Boyle is a devout and pious Anglican who keenly champions his faith. He sponsors educational and missionary activities and writes a number of theological treatises. He is deeply concerned about the widespread perception that irreligion and atheism are on the rise, and he strives to demonstrate ways in which science and religion are mutually supportive. For Boyle, studying nature as a product of God’s handiwork is an inherently religious duty. He argues that this method of study would, in return, illuminate God’s omnipresence and goodness, thereby enhancing a scientist’s understanding of the divine. The Christian Virtuoso (1690) summarizes these views and may be seen as a manifesto of his own life as the model of a Christian scientist.

In 1668 Boyle leaves Oxford and takes up residence with his sister Katherine Jones, Vicountess Ranelagh, in her house on Pall Mall in London. There he sets up an active laboratory, employs assistants, receives visitors, and publishes at least one book nearly every year. Living in London also provides him the opportunity to participate actively in the Royal Society.

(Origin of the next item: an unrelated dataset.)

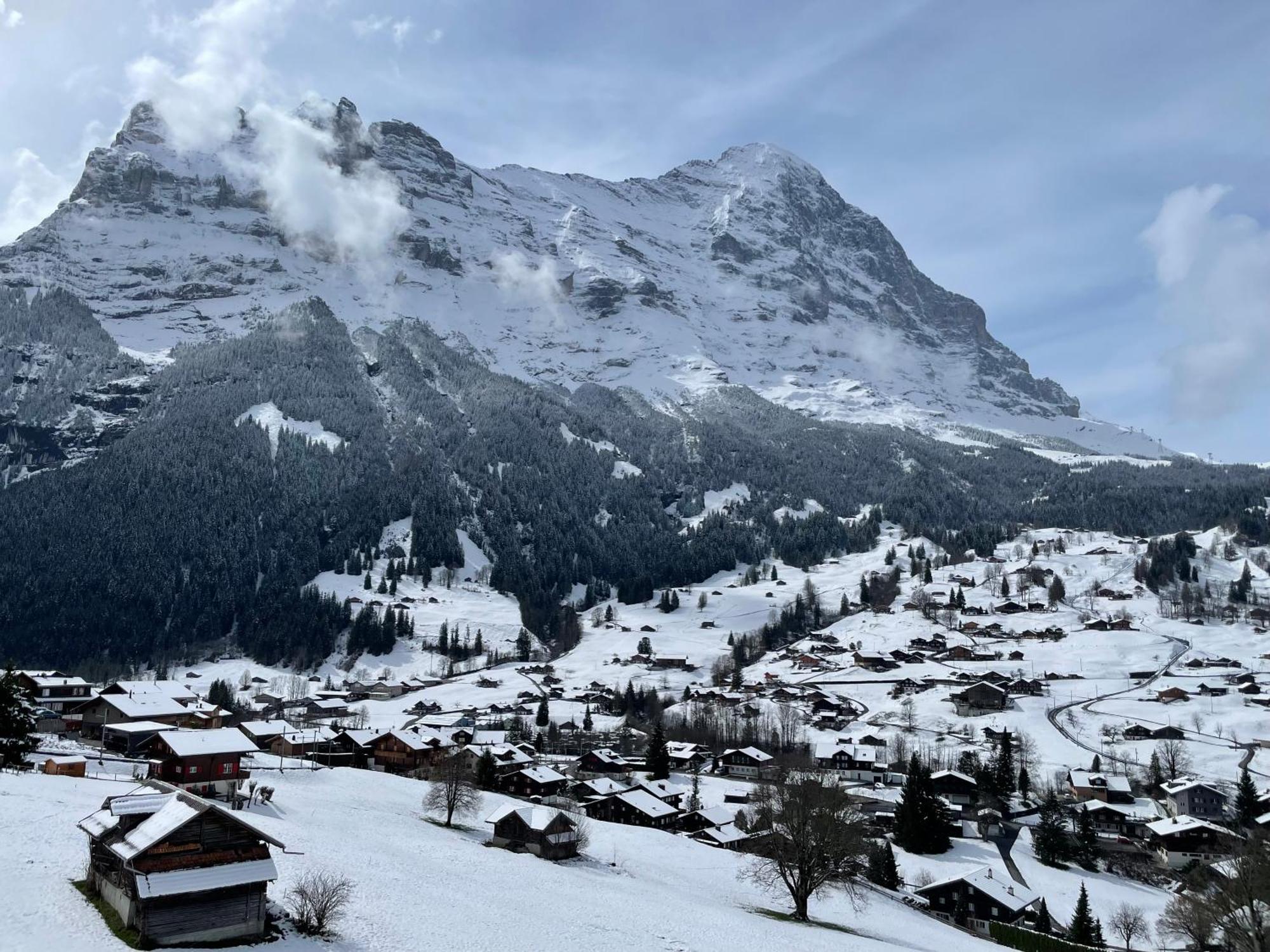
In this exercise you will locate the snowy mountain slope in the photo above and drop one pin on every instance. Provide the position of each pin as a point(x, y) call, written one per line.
point(636, 888)
point(747, 270)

Boyle is a genial man who achieves both national and international renown during his lifetime. He is offered the presidency of the Royal Society and the episcopacy but declines both. Throughout his adult life, he is sickly, suffering from weak eyes and hands, recurring illnesses, and one or more strokes. He dies at age 64 on December 31, 1691 after a short illness exacerbated by his grief over Katherine’s death a week earlier. He leaves his papers to the Royal Society and a bequest for establishing a series of lectures in defense of Christianity. These lectures, now known as the Boyle Lectures, continue to this day.